Josh LaBella – News Editor
Khizr Khan told veterans in the Southern Connecticut State University Veterans’ Center that the country is better and safer because of their service.
Khan, a Pakistani-American Gold Star father who entered the public sphere when he gave a speech at the 2016 Democratic National Convention and questioned whether then presidential candidate Donald Trump had ever read the Constitution, visited Southern’s Veteran Center on Thursday afternoon to talk with students who had served in the military about their service and the Constitution. Khan spoke about his support for veterans running for office.
“I have been supporting many veterans that are running for various offices – especially for Congress,” said Khan, speaking on April 12. “The reason is that it’s a continuation of the service. It’s continuing to serve the nation. Who else is more suited than those who have proven their metal? Those who have served with courage and dignity and amazing valor.”
Khizr Khan joining conversation at Southern in the Veterans’ Center.
Khan said supporting veterans running for office is close to his heart because they wore the same uniform as his son Humayun – who was killed in Iraq in 2004. He said the “phenomenon” of veterans running for office was really positive.
“The more veterans we have in our government, in our system of government and our Congress,” said Khan, “we are better served.”
Throughout the dialogue, Khan answered questions and spoke about the Constitution. He said no other country in the world has written their constitution the way the United States has. He said his favorite part is the First and the Fourteenth Amendments.
“It’s an amazing document,” said Khan, “look at the result of it. We have so far been a beacon of hope to the rest of the world.”
When asked whether immigrants have more appreciation for the rights granted in the Constitution than citizens who were born in the United States, Khan said there is a natural lack of appreciation among those who enjoy their liberties from birth. He said when he first read the document he could not imagine that one day he would become part of the nation that has those liberties guaranteed.
“When I went to take the oath of citizenship, I paused outside the courtroom before I entered and I reflected on what is about to happen,” said Khan. “What was about to happen is I was about to become a dignified human being. It is that that the rest of the world aspires to have in their life.”
Jack Mordente, director of Veterans’ Services, said while Khan had thanked him and the other veterans there for their service, he wanted to thank him for his and for the sacrifice he made. He then gave Khan a stole that Veterans’ Services give to graduating veterans to wear with their cap and gown.
Jack Mordente, director of Veterans’ Services, among those present.
“As you can see, it reads ‘Valor and Respect: United States Veteran,’” said Mordente. “And I would like to give this to you – on behalf of your son.”
Khan said he would place it in a spot in his living room dedicated to his son’s books, medals, and other items. Afterward, Khan was asked if President Donald Trump adequately advocates for the men and women serving in the Armed Forces.
A gift from Jack Mordente to Khizr Khan in honor of Khan’s son, Humayun Khan, who was killed in 2004 while deployed in Iraq.

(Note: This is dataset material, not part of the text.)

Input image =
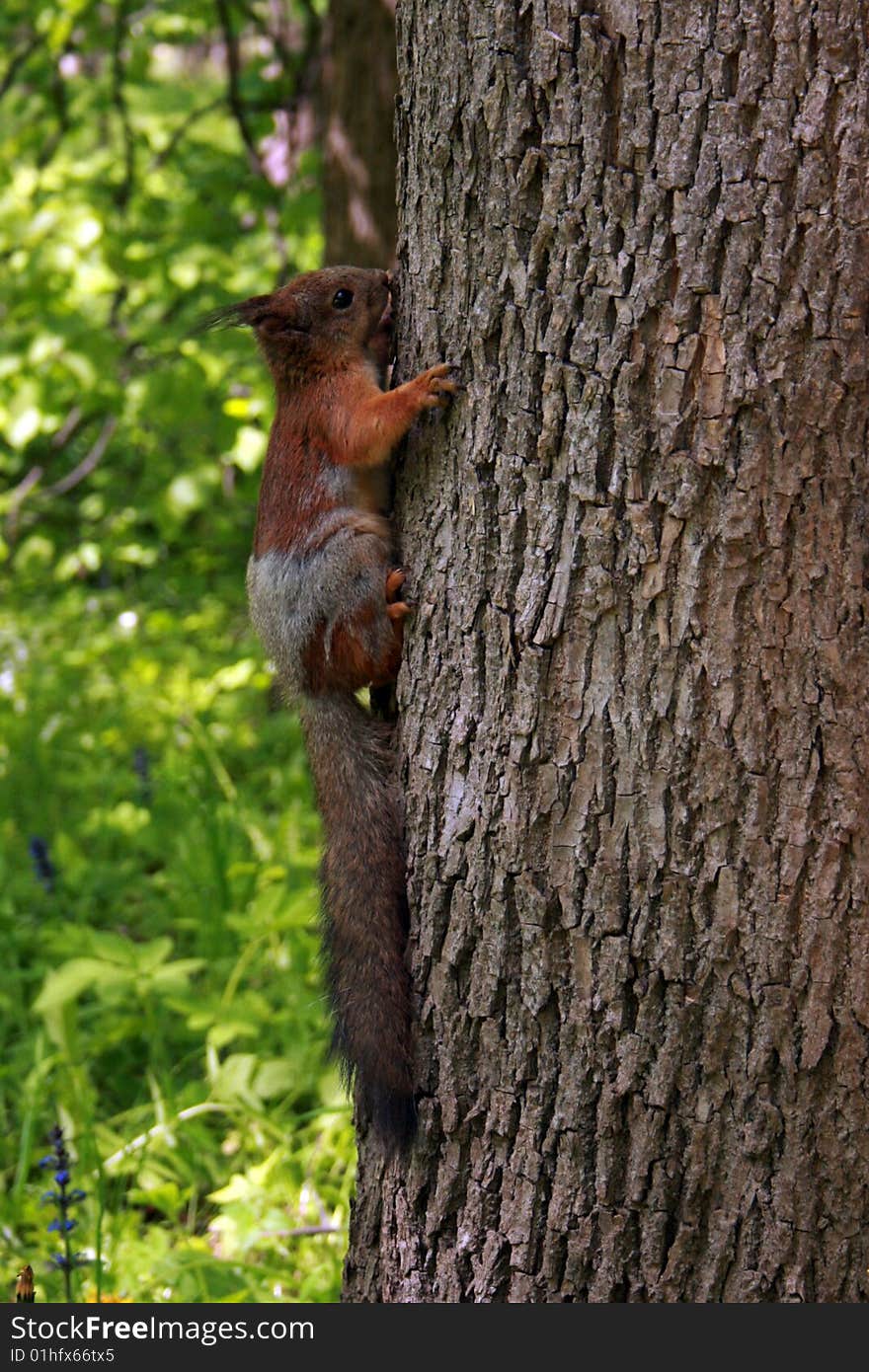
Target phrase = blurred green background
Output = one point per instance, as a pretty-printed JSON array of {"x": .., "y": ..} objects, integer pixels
[{"x": 159, "y": 989}]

“I don’t think so, but anything coming from me would be considered political,” said Khan. “But I must say as a parent, that this careless attitude toward deploying our men and women in harm’s way, it should not be such. It should be as our military leaders, senior military leaders, are doing. They’re making announcements, they’re not tweeting, they’re not issuing statements and threats. Because they know the cost.”
Brokk Tollefson, a senior sociology major who served four years active duty in the Marine Corps, including a tour in Afghanistan, said he didn’t think that the event would be a big deal but wanted to stop by. He said when he found out it was Khan who was speaking he decided to stay. Tollefson talked with Khan about how he had lost friends while he was in Afghanistan and said he wanted to ask him about his perspective on losing someone.
Brokk Tollefson, who served four years in the Marine Crops, took the conversation in the direction of loss and the service of veterans.
“I feel like his experience and my experience may intersect at some point but I thought it was a very appropriate question,” said Tollefson. “Honestly, I thought that’s why he was here today too. He could have delved into some of the political stuff – maybe some stuff about our current president. But he was really here today to talk about veterans and their service and loss.”